Posted by Gary KW4Z on December 23, 2006, 4:25 pm
Thanks for the quick answer Glenn but if the water closet or half bath is on
the inside of the home, no adjacent outside walls (I could see if it had an
outside wall, getting cooler, would the seat still get cold and the ambient
air around this area is all the same isn't it?


On 12/23/06 3:53 PM, in article 458d9742$0$5233$4c368faf@roadrunner.com,

> Those of us who grew up sitting on a cold seat at the end of a
> path WANT hvac in the toilet. I can't remember ever seeing a
> inside toilet that didn't have heat in it.
>
>
>> For those of you that build or design homes I have a question.
>> Why do you,
>> or would you, locate a Heating and Air vent to supply air to a
>> water closet?
>> I mean you have a room with just a toilet in it and hopefully an
>> exhaust
>> fan,
>


Posted by Matt Whiting on December 23, 2006, 6:54 pm
Gary KW4Z wrote:
> Thanks for the quick answer Glenn but if the water closet or half bath is on
> the inside of the home, no adjacent outside walls (I could see if it had an
> outside wall, getting cooler, would the seat still get cold and the ambient
> air around this area is all the same isn't it?
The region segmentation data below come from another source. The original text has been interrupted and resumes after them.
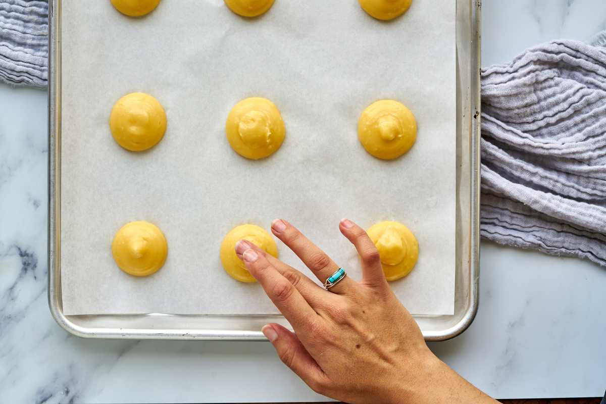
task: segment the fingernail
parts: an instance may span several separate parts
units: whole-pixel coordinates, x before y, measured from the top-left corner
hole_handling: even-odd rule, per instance
[[[273,342],[278,338],[278,333],[271,325],[267,325],[261,328],[261,333],[269,340],[270,342]]]
[[[247,250],[253,248],[253,245],[248,240],[241,240],[236,243],[236,254],[242,255]]]
[[[242,254],[244,260],[247,262],[255,262],[259,258],[259,254],[254,250],[248,249]]]
[[[271,222],[271,228],[276,233],[282,233],[286,230],[286,224],[281,219],[276,219]]]

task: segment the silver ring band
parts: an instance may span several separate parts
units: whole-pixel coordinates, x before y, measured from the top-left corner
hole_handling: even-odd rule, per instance
[[[342,280],[347,275],[347,273],[342,268],[339,268],[335,271],[335,273],[329,276],[328,279],[324,282],[324,287],[326,288],[326,290],[330,290],[331,288]]]

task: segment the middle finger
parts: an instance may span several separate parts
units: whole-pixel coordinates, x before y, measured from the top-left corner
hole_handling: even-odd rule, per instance
[[[339,269],[339,266],[326,253],[286,220],[281,219],[274,220],[271,224],[271,232],[297,254],[322,283]],[[345,276],[331,288],[330,291],[348,294],[354,293],[356,286],[357,282]]]
[[[241,240],[236,243],[236,254],[238,258],[242,259],[242,254],[248,248],[251,248],[261,254],[267,259],[270,263],[273,265],[282,276],[288,280],[303,296],[304,299],[316,311],[319,310],[325,310],[330,305],[330,297],[333,297],[324,288],[321,288],[315,282],[297,271],[290,265],[287,265],[278,259],[267,254],[262,248],[255,245],[247,240]]]

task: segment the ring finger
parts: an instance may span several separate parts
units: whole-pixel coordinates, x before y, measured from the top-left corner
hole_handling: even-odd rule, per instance
[[[315,244],[309,240],[296,227],[279,219],[271,224],[271,232],[286,244],[322,283],[333,274],[339,266]],[[358,286],[358,283],[348,276],[330,288],[331,292],[347,294]]]

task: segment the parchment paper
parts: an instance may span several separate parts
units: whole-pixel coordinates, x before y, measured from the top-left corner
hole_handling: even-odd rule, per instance
[[[222,269],[233,227],[268,230],[284,217],[360,278],[347,217],[367,228],[395,220],[420,245],[416,267],[391,283],[416,314],[452,314],[454,291],[455,18],[453,0],[416,0],[391,22],[349,1],[277,0],[245,19],[223,0],[164,0],[133,19],[109,1],[64,0],[61,274],[66,314],[273,313],[258,284]],[[122,149],[108,119],[132,91],[165,107],[164,140]],[[246,160],[225,139],[227,114],[262,96],[287,127],[270,158]],[[362,111],[398,99],[418,139],[395,161],[360,145]],[[152,276],[128,276],[110,245],[124,224],[164,232],[168,257]],[[281,257],[305,270],[277,240]]]

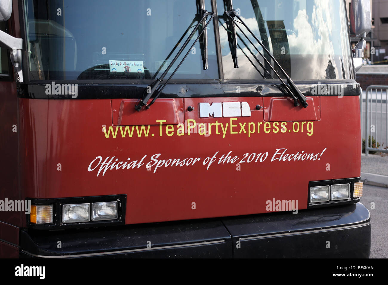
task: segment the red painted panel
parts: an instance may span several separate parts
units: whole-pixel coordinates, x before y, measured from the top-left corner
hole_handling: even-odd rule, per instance
[[[19,229],[18,227],[0,222],[0,239],[18,245]]]
[[[320,119],[319,97],[307,97],[308,106],[294,105],[294,100],[288,97],[264,98],[264,121],[270,122],[317,121]]]
[[[18,190],[18,134],[22,131],[17,119],[16,86],[14,82],[0,81],[0,200],[20,200]],[[0,221],[21,225],[21,212],[0,211]]]
[[[19,249],[0,241],[0,258],[19,258]]]
[[[183,99],[160,98],[149,109],[144,107],[138,112],[135,106],[137,99],[114,99],[112,100],[112,117],[116,126],[159,125],[157,120],[164,120],[166,124],[178,124],[184,121]]]
[[[266,201],[274,198],[298,200],[303,209],[309,181],[360,174],[357,97],[322,97],[320,121],[285,122],[283,128],[281,122],[264,121],[262,111],[252,111],[251,117],[199,117],[200,102],[247,102],[253,109],[261,97],[187,98],[185,110],[189,105],[195,109],[185,111],[185,118],[197,123],[196,132],[189,135],[184,126],[145,126],[140,134],[134,128],[131,136],[112,126],[109,100],[19,100],[24,130],[20,161],[24,195],[47,198],[126,194],[127,224],[267,212]],[[216,121],[218,134],[214,124],[210,134],[200,131],[201,123]],[[231,131],[231,122],[237,125]],[[231,151],[229,162],[223,163],[222,155],[225,158]],[[283,151],[283,158],[299,153],[301,158],[313,154],[315,159],[279,161]],[[266,152],[266,158],[260,162],[260,155],[256,162],[256,155]],[[253,153],[254,159],[247,162]],[[232,162],[234,156],[237,158]],[[107,158],[106,163],[110,163],[104,173],[101,164]],[[185,163],[171,166],[177,159]],[[123,163],[112,167],[113,162],[135,161],[129,168],[121,167]]]

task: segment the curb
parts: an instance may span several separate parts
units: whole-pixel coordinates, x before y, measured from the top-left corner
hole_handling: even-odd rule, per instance
[[[388,176],[361,172],[361,181],[364,184],[388,188]]]

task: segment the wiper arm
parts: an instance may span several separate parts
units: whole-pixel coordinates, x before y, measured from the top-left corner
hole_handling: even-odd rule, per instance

If the floor below and ceiling above are heated, then a completely
interior bath room probably would not need HVAC, however, this isn't
often the case. And as for your earlier concern about smell, this is
usually not an issue as the volume of the house is so large as to dilute
the bath room air pretty thoroughly. And if the exhaust fan is
operating correctly, their won't be that much nasty air to circulate.
Keep in mind that most forced air HVAC systems only operate for a
relatively short period of time per hour whereas the vent should be
operating continuously while the bathroom is occupied.


Matt

Posted by Art on December 23, 2006, 9:02 pm
Gary KW4Z wrote:
> For those of you that build or design homes I have a question. Why do you,
> or would you, locate a Heating and Air vent to supply air to a water closet?
> I mean you have a room with just a toilet in it and hopefully an exhaust
> fan, which I can see the need for, but then many place a Heating and Air
> vent right there in the same room, near the exhaust fan. I mean, naturally,
> the heating and air vents feed air into the room to be circulated back to
> the Heating and Air return thereby pulling whatever other air exist inside
> the water closet, sometimes not the most desirable air mind you, back into
> the other parts of the house where you wouldn't necessarily want that, less
> than desirable, air?
>
> Is there some code or practice I'm not thinking of or is this just something
> someone hasn't really thought about? If there is no code to the contrary my
> choice is never to place an air source that will be sucked back to the
> return in a room for the purpose of a water closet. Same principal almost
> when you put a vent into a half bath that is located right off the kitchen
> and usually has no outside wall. Why the need for a Heating and Air vent
> there as that room is going to assume the temperature of the area around it
> which is already heated and cooled and thereby you eliminate the possibly
> that you will suck distasteful odors from the half bath through the kitchen
> on their way to the Central Heat and Air return.
>
> Maybe it's much ado about nothing but I'm just curious about it.
>

Don't you like fresh(er) air in there?